75. The method of any one of Claims 52-59, wherein the helper proteins are truncated or mutated versions of naturally occurring proteins that are not normally expressed in the cell used for the functional assay.

76. The method of any one of Claims 52-59, wherein the helper proteins are truncated or mutated versions of naturally occurring proteins that are normally expressed in the cell used for the functional assay that are overexpressed.
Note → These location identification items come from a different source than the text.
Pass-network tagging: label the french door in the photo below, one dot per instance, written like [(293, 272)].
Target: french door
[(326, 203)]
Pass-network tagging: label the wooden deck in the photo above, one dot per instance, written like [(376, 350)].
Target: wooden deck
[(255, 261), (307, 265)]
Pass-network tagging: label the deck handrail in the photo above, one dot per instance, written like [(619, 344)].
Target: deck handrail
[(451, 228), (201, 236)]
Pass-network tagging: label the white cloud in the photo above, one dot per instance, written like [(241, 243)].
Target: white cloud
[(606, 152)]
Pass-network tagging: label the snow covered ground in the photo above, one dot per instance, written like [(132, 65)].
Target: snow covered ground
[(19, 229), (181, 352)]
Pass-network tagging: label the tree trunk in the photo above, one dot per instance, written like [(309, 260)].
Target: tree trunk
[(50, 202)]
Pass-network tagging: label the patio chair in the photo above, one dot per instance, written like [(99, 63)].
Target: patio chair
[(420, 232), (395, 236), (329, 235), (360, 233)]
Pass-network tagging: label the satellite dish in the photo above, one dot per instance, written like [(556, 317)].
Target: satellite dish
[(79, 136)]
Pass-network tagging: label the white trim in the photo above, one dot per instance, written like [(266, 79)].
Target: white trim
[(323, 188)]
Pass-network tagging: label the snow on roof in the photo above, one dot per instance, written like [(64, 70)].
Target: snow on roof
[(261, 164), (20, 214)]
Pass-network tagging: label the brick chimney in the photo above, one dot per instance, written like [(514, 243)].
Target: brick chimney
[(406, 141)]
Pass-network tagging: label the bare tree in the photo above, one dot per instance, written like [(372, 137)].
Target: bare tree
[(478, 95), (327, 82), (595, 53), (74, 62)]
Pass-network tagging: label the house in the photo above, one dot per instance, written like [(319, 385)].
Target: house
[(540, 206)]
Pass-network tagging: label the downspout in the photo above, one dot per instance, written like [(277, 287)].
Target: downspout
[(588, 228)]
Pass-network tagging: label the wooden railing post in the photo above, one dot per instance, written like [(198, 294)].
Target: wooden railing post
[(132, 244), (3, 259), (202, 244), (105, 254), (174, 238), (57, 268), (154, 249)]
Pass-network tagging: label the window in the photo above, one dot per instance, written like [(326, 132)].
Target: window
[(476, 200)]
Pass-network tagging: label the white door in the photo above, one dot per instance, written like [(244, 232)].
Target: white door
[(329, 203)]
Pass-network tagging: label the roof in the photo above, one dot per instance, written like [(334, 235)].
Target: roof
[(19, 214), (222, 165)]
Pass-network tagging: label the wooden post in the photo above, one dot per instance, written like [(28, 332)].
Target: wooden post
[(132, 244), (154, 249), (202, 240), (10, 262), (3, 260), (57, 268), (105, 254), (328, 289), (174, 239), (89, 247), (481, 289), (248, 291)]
77. The method of any one of Claims 52-59, wherein the helper proteins are mixtures of 2 or more proteins, chimeras, mutant proteins, or truncated proteins which, when co-expressed, enable or improve detection of functional responses to nuclear hormone receptors.

78. The method of any one of Claims 52-59, wherein the helper proteins are other naturally and non-naturally occurring receptors that help the receptor being functionally assayed to signal better.

79. The method of any one of Claims 52-59, wherein the helper proteins are other naturally and non-naturally occurring receptors that help the expression and formation of the receptor being functionally assayed.

80. The method of any one of Claims 52-59, wherein the helper proteins are other naturally and non-naturally occurring receptors that help the receptor being functionally assayed to respond more sensitively to ligands.